Dans l’immédiat, TotalEnergies et les autres acteurs du secteur énergétique observent de près les signaux envoyés par l’exécutif. Une décision rapide pourrait être annoncée lors du prochain conseil des ministres, prévu avant le 1er-Mai. Autant dire que la pression monte, côté entreprises comme côté pouvoir politique.

Le débat sur la taxation des superprofits pétroliers s’invite donc dans l’agenda gouvernemental, alors que les résultats financiers des géants de l’énergie confirment leur bonne santé. Une équation complexe pour l’exécutif, qui devra concilier justice sociale et réalisme économique dans un contexte toujours aussi incertain.

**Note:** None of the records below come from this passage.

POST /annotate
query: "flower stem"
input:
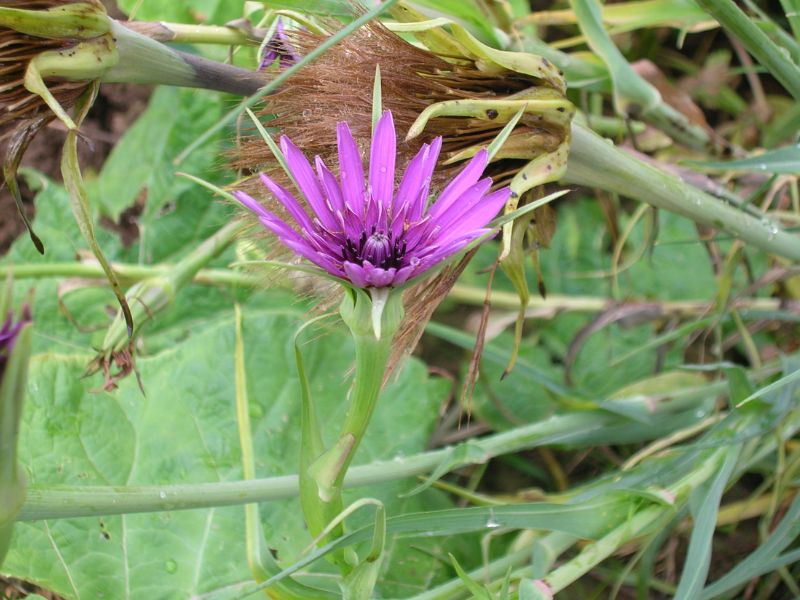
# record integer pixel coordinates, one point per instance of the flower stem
(144, 60)
(185, 33)
(595, 162)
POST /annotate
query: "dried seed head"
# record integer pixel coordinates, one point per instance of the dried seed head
(50, 51)
(19, 46)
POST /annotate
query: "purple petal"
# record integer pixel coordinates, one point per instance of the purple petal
(381, 160)
(288, 201)
(461, 183)
(377, 277)
(351, 171)
(307, 181)
(330, 185)
(418, 205)
(409, 189)
(355, 274)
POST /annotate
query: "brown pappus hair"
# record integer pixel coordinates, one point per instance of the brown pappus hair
(338, 87)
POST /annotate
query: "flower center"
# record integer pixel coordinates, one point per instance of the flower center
(378, 248)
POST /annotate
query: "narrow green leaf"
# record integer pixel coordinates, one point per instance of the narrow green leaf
(784, 161)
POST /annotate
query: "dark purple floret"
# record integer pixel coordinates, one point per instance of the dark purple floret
(8, 335)
(364, 232)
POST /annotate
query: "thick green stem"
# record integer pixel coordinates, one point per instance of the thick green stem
(767, 52)
(50, 502)
(595, 162)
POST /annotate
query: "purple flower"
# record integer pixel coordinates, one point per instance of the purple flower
(365, 232)
(8, 335)
(279, 47)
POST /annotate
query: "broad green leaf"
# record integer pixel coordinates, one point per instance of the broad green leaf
(183, 11)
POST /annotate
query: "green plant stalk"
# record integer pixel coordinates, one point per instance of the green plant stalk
(79, 202)
(185, 33)
(595, 162)
(146, 61)
(49, 502)
(633, 95)
(80, 20)
(260, 560)
(553, 543)
(757, 43)
(131, 273)
(373, 318)
(283, 76)
(792, 10)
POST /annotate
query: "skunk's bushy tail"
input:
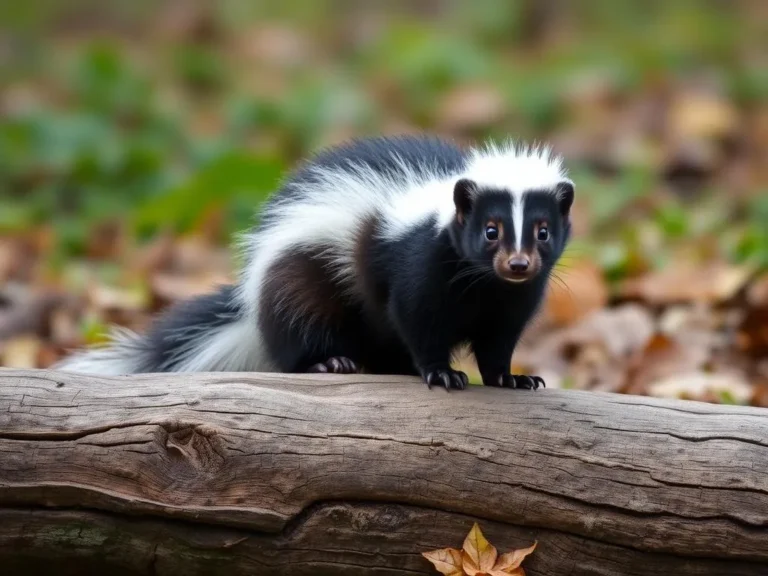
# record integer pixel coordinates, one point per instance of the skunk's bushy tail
(205, 334)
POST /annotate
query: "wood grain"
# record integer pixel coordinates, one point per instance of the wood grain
(292, 474)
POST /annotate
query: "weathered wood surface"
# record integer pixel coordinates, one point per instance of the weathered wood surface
(267, 474)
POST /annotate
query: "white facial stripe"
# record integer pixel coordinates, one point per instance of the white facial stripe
(518, 207)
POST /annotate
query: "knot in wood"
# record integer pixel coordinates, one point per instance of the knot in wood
(198, 446)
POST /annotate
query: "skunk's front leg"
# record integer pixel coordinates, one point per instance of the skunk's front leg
(429, 339)
(493, 353)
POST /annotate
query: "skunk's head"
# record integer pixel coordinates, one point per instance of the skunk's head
(518, 234)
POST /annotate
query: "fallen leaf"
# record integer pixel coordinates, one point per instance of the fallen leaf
(686, 283)
(509, 563)
(578, 290)
(701, 115)
(478, 558)
(21, 352)
(478, 555)
(446, 560)
(701, 386)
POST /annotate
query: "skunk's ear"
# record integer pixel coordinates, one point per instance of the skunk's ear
(565, 192)
(463, 195)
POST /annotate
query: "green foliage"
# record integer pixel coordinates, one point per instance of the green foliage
(161, 130)
(230, 178)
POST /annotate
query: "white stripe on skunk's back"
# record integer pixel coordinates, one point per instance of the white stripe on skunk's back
(329, 212)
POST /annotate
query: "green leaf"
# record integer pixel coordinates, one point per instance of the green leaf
(230, 178)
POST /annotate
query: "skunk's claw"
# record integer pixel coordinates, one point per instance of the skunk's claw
(447, 378)
(335, 365)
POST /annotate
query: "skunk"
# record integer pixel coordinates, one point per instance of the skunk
(381, 255)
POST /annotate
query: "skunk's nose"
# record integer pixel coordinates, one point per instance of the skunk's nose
(519, 265)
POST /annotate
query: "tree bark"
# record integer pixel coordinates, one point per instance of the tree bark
(297, 474)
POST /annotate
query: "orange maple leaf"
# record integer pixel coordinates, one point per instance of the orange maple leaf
(478, 557)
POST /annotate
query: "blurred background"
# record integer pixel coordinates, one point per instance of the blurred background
(136, 138)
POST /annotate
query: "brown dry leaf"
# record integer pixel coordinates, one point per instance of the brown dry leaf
(174, 287)
(582, 291)
(446, 560)
(22, 352)
(509, 563)
(478, 555)
(684, 282)
(704, 387)
(702, 116)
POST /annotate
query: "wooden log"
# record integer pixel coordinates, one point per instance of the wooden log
(293, 474)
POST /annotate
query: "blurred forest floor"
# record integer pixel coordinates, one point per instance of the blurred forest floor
(137, 138)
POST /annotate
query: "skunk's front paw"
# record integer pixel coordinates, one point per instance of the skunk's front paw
(521, 381)
(335, 365)
(447, 378)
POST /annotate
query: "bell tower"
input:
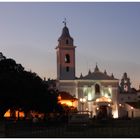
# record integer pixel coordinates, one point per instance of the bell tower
(65, 52)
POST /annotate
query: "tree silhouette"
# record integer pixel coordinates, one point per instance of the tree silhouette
(23, 89)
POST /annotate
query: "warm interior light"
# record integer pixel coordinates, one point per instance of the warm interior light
(132, 108)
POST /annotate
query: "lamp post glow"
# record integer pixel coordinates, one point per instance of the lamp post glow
(82, 101)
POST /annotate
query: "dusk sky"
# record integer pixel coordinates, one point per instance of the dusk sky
(106, 33)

Selon les discussions en cours, TotalEnergies est directement visée, en raison de ses résultats exceptionnels au premier trimestre 2026. D’autres majors comme Shell ou BP pourraient l’être également, mais aucune liste officielle n’a été publiée pour l’instant. La mesure, si elle est adoptée, serait probablement ciblée sur les entreprises dont les profits dépassent un certain seuil par rapport à une année de référence.

Les discussions pourraient aboutir d’ici l’été 2026, avec une annonce possible lors d’un conseil des ministres avant le 1er-Mai. Si une taxe est adoptée, son application pourrait être effective dès 2027, dans la perspective de la présidentielle. Le gouvernement semble pressé d’agir, mais devra composer avec les contraintes juridiques et les négociations européennes.